One morning I woke to hear my friend screaming. And I ran out of my cubicle I saw her surrounded by two or three nuns. I can’t quite remember how many. They tore my friends baby from her arms. She struggled, I tried to help as did others. Her desperate beggings and pleadings and screams were ignored. She was physically overpowered as was I and the other girls and the baby was gone. With no trace of where he went.
Again I state for the record I am only one of several witnesses to this event.
If there is true regret on your part that your institution was not a place of refuge could you please compose a more suitable response to this particular incident.
I am certain that my friend will have been gutted by the composition of the ‘apology’. Which flicks a flaccid wrist, frankly at her experience.as if it isn’t of consequence .
If you are regretful. Produce the man who was that baby. And if the Church generally is regretful. Let ye produce all the stolen babies.
And if Enda Kenny means it when he says the state intends to fully support these women for the rest of their lives and is regretful himself. Let him produce my friend’s son. And records of all the stolen children and where they went and where their children are now.
Yes the state should say sorry. But they were the dirty worker for the Church. And the Church thinks it looks like the good guy now with these so called apologies. No. It doesn’t wash. You need to go back to whomever authority composes these apologies and ask they specifically respond to this case please.
Yes you can say ‘the law was you couldn’t keep your baby if you were unmarried and under 18′. But it is for the police to enforce laws. Not the clergy. And police never tore babies from their mothers arms. Indeed they never had the power to when they should have had it, while Irish children were being savaged by clergy and theocracy.

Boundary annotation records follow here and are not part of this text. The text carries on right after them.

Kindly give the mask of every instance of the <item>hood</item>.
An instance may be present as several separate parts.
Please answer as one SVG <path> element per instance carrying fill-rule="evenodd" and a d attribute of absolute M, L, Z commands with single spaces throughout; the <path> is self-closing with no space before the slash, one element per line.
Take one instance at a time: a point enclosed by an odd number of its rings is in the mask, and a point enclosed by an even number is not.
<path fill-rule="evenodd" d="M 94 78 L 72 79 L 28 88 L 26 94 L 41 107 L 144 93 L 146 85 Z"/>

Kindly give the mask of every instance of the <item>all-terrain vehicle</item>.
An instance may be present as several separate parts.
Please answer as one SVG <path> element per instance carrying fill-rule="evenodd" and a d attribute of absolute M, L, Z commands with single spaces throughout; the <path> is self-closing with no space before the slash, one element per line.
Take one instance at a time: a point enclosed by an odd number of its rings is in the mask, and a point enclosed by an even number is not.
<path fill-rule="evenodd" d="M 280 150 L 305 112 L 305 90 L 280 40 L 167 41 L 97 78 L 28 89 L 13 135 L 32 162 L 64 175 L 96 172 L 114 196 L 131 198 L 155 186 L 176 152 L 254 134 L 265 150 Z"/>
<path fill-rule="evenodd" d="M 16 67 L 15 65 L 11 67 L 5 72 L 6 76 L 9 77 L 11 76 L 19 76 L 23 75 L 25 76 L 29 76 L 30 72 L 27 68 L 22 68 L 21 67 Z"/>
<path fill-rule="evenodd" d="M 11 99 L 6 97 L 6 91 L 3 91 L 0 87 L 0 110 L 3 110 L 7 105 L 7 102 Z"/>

Answer this.. Why were the nuns and not the police enforcing the laws of the land ?
I regret to say I have several friends who were never in an institution yet had their babies stolen by clergy at hospitals when they went for a shower. None of my friends that this happened to were given any choice in the matter. Indeed they were not even informed of what was to take place until after it had taken place.
Enda Kenny I admire you greatly. I hope you don’t let me down. What do you have to say about the state’s Compulsory removal of the children of un-married mothers under the age of 18? Please explain to me why the police were not the ones enforcing this law.
It is highly important the state acknowledge that it in plain terms. And apologise for that.